Quel sera l’impact de la remise en liberté programmée du chef de Cric 1 sur la suite de la procédure ? En marge de la décision attendue de la chambre de contrôle de l’instruction, la présidente de la Cour d’appel est du Centre appelée à instruire la requête en récusation de Mme Aïssatou Adamou qui est parvenue sur sa table le 1er juin dernier. Si le chef de la juridiction accède à la demande des avocats des fonctionnaires du fisc, un nouveau juge sera sans doute désigné pour prendre le relai de son collègue désavoué. Dans le cas contraire, très improbable au regard de l’évolution du dossier, le juge d’instruction va poursuivre l’examen de son dossier. De toutes les façons, l’enquête judiciaire autour de la plainte de M. Amougou Belinga est suspendue en attendant la décision de la présidente de la Cour d’appel.

Une chose est sûre : le patron du Groupe l’Anecdote a déjà incontestablement perdu de son influence sur les magistrats dans l’affaire qui l’oppose au fisc, voire au-delà. Sa relation privilégiée avec le Garde des Sceaux, synonyme de passe-droit judiciaire jusqu’ici, a pris du plomb dans l’aile. L’homme d’affaires est désormais obligé d’apporter la preuve concrète de ses allégations à l’égard des fonctionnaires du fisc pour espérer les inquiéter comme il s’en était fixé l’objectif, dans le but ultime de paralyser le recouvrement des 28,6 milliards de francs d’arriérés fiscaux et pénalités que lui réclame l’administration fiscale (lire l’édition N°427). Cette dernière peut poursuivre avec plus de sérénité le recouvrement forcé, même si M. Amougou Belinga a saisi entre-temps le président du Tribunal administratif de Yaoundé (lire ci-contre) en vue d’obtenir, en violation de la procédure fiscale, une décision de sursis à payer la somme de 10,8 milliards de francs.

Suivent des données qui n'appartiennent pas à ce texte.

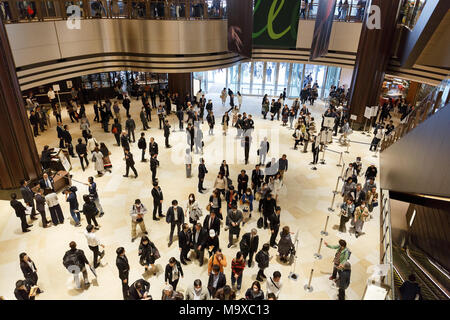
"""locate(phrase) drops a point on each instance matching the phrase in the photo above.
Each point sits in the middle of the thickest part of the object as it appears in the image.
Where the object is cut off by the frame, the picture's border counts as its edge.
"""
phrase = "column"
(374, 51)
(19, 158)
(181, 83)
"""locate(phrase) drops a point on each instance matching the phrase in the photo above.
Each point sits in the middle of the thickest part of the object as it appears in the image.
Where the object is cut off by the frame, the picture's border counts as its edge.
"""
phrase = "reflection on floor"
(304, 202)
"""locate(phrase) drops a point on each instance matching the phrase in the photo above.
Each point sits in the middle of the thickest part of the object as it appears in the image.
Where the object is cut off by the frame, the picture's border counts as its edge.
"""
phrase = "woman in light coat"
(361, 216)
(97, 157)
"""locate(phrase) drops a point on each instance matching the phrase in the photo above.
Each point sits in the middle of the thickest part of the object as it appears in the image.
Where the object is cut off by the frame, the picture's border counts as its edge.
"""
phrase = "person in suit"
(19, 208)
(212, 222)
(153, 147)
(29, 270)
(202, 171)
(129, 162)
(199, 238)
(47, 182)
(23, 290)
(124, 270)
(154, 163)
(40, 207)
(274, 220)
(81, 150)
(167, 133)
(185, 243)
(249, 245)
(174, 216)
(173, 273)
(216, 281)
(157, 200)
(139, 290)
(28, 197)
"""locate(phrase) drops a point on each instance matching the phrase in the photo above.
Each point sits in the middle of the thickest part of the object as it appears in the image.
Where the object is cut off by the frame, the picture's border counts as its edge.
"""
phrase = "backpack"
(71, 259)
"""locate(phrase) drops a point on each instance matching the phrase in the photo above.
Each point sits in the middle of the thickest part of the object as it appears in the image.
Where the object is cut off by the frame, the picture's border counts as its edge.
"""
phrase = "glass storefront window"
(283, 77)
(258, 77)
(245, 77)
(296, 79)
(270, 78)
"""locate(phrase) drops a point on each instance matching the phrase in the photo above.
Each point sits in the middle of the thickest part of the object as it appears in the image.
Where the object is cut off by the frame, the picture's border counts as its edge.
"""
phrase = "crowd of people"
(231, 204)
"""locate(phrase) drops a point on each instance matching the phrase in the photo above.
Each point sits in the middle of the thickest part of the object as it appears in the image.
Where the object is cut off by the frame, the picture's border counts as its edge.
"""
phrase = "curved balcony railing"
(14, 11)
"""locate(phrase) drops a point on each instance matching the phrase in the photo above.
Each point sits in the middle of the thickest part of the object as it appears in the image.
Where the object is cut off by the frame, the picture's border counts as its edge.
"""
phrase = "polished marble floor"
(304, 202)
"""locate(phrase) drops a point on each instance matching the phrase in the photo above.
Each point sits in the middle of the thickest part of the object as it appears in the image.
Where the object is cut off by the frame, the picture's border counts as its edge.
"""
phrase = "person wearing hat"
(212, 243)
(343, 280)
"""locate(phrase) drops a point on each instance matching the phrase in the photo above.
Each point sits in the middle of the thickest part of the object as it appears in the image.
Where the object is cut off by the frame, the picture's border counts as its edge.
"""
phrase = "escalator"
(404, 266)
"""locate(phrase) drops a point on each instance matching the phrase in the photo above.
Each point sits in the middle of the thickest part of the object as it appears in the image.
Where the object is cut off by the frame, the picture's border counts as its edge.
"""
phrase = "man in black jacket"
(167, 133)
(274, 220)
(157, 200)
(202, 171)
(216, 280)
(199, 237)
(82, 153)
(20, 212)
(124, 270)
(268, 208)
(249, 245)
(185, 243)
(174, 216)
(129, 163)
(28, 197)
(154, 163)
(75, 262)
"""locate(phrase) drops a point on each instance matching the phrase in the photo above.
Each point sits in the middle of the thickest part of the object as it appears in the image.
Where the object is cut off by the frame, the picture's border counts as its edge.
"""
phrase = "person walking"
(124, 271)
(262, 258)
(90, 211)
(94, 244)
(341, 256)
(138, 210)
(174, 216)
(75, 262)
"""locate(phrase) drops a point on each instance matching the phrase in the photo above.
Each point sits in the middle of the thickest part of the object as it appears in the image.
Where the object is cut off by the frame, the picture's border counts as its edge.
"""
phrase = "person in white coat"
(97, 158)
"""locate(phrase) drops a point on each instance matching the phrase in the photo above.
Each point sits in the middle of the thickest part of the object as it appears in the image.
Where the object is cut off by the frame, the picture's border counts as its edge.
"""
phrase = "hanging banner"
(322, 29)
(240, 26)
(275, 23)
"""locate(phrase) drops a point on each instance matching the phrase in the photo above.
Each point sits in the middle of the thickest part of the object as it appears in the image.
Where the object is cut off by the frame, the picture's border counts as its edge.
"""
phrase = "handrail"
(16, 11)
(434, 102)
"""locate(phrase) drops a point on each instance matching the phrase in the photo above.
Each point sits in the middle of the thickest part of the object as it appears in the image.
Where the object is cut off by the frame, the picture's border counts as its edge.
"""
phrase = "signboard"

Rappelons que l’affaire qui oppose M. Amougou Belinga à l’administration fiscale et à certains de ses cadres est née d’un rapport de l’Agence nationale d’investigation financière adressé en 2021 à la DGI au sujet des soupçons d’évasion fiscale concernant 67 entreprises au total dont 12 appartenant ou apparentées au patron de Vision 4. Les contrôles fiscaux déclenchés à la suite de cette alerte ont abouti à la constatation des arriérés fiscaux de 18,3 milliards de francs, par le Cric 2, et de 11 milliards de francs, par le Cric 1. M. Amougou Belinga a payé jusqu’ici 500 millions après le premier redressement fiscal, ramenant sa dette à 17,8 milliards de francs, puis obtenu après contestation un allègement du second redressement qui a été ramené à 10,8 milliards de francs. Des avis de mise en recouvrement (AMR) ont été émis à chaque fois pour le recouvrement forcé de ces sommes d’argent. Ce que l’homme d’affaires combat avec l’aide de ses amis tapis dans l’appareil judiciaire et dans d’autres sphères de l’Etat.